I Love the Smell of Cantica in the Morning

Or any other time of day, for that matter.  I saw a post on Father Z's blog about incense and an interesting discussion arose about the proper way to swing the thurible and keep the coals stoked.

I am a bit of a snob when it comes to incense.  My beloved Father Jim used to fill the censer with some blue crystaloid stuff that looked and smelled like Vicks Vapor Rub.  He really liked to pour it on thick.  I shouldn't laugh about this, but I can't help it.  There were a few occasions when he caused the smoke detectors to go off.  He would chastise us to "keep going" and then he'd scurry into the sacristy to try to figure out how to switch the alarms off.  I bought him some Svir incense from Holy Cross Monastery  that I had  lying around the house. (Who has incense lying around the house?  I do, always!)  He thanked me and started using it and that was the end of the smoke detectors going off.

The very first time I ever visited the Carmelite Monastery, they were burning Cantica incense from St.

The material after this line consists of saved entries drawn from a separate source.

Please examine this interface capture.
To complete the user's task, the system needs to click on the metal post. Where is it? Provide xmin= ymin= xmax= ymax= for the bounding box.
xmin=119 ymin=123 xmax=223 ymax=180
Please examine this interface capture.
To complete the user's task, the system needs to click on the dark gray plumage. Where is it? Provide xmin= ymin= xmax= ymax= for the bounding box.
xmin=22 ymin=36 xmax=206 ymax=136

Joseph's Monastery in Massachusetts.  It took some doing for me to find out what the name of the stuff was.  Then I discovered that my pastor also preferred using Cantica because it's what they had used in the seminary.  I contacted St. Joseph's to try to order some and I was bluntly informed that they stopped making it, they didn't have any to sell me, thank you very much goodbye!

To my great delight, Monastery Greetings started selling Cantica and Laudate not too long ago. I find it difficult to believe that the monks suddenly decided to start making it again and I wonder if they didn't work out an agreement with Monastery Greetings to have the company make it and sell it for them.  Whatever the case may be, I not only love the scent but it's one of the few kinds of incense that doesn't provoke laryngospasm in half the congregation!  My present pastor doesn't love it the way that I do, but he still uses it along with some other very fine incense from a nearby orthodox religious gift shop.

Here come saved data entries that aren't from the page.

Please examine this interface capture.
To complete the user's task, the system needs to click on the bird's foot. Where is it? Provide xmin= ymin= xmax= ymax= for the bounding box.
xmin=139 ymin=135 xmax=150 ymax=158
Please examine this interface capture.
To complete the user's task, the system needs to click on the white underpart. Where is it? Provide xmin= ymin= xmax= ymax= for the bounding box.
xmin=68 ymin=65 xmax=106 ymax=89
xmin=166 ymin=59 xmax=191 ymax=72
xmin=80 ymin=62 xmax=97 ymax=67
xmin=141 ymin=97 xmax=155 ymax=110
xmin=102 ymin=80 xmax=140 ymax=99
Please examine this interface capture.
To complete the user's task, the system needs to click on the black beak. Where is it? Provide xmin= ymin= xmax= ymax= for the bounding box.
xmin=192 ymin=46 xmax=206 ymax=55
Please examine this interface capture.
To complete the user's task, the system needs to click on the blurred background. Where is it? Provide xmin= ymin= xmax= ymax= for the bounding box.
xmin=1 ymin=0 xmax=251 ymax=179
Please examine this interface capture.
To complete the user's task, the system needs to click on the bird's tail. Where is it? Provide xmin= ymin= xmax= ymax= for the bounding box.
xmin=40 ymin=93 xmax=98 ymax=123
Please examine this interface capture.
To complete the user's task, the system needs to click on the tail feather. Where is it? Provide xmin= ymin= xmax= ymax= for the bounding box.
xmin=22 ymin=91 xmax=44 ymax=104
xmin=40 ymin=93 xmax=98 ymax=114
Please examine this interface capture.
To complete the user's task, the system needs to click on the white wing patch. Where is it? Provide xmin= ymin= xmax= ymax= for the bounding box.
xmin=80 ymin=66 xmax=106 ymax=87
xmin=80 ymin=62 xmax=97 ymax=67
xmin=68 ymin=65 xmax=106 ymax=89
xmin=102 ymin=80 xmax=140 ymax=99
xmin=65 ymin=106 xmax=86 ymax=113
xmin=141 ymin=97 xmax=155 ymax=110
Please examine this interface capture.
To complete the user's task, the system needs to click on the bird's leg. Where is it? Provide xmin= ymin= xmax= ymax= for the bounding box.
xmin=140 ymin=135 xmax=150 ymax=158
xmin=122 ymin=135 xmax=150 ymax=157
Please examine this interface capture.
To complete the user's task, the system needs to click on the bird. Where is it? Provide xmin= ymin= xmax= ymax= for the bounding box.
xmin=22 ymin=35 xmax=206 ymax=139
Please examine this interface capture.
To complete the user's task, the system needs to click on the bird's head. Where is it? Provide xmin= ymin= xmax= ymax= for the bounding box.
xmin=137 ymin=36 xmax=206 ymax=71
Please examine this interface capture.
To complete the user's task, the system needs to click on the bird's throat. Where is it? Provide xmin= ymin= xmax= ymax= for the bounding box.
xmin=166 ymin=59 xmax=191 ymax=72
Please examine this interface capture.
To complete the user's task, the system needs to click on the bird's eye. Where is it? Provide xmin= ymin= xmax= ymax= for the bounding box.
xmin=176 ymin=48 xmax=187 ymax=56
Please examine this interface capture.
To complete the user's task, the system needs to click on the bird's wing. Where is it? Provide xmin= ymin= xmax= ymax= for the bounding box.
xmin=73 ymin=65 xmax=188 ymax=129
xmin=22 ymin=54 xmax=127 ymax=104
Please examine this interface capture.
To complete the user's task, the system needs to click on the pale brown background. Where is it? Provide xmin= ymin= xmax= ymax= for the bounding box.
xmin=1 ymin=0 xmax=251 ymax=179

I am rarely in this house by myself anymore, but when I am, I don't want to watch so-called "chick" movies or have "the girls" over for coffee or anything like that.  Nope, my idea of an evening to myself is to fire up the censer and listen to chant or pray.  I tried using the censer a few times when Mr. Little Way was around, but that doesn't go over very well with him.   The kids could always tell too, when I  "lit one up".  One of their friends remarked one day that our house smelled like church. I feigned shock, saying "I don't know what you're talking about."

All joking aside, the use of quality incense at Mass is a beautiful way to remind us that we are in God's Holy Presence.  Like the organ and the schola, it is an essential part of our worship that is too often cast aside.

1 comment:

  1. Good incense is a precious thing. I can't stand the brands that burn up almost immediately. During Advent the seminary uses this wonderful kind that can make smoke for a straight hour with a few spoonfuls, though we often get so much smoke made during evening Adoration, that when you walk into the chapel the next morning the air still looks hazy. Not that I complain though, it makes the place smell amazing.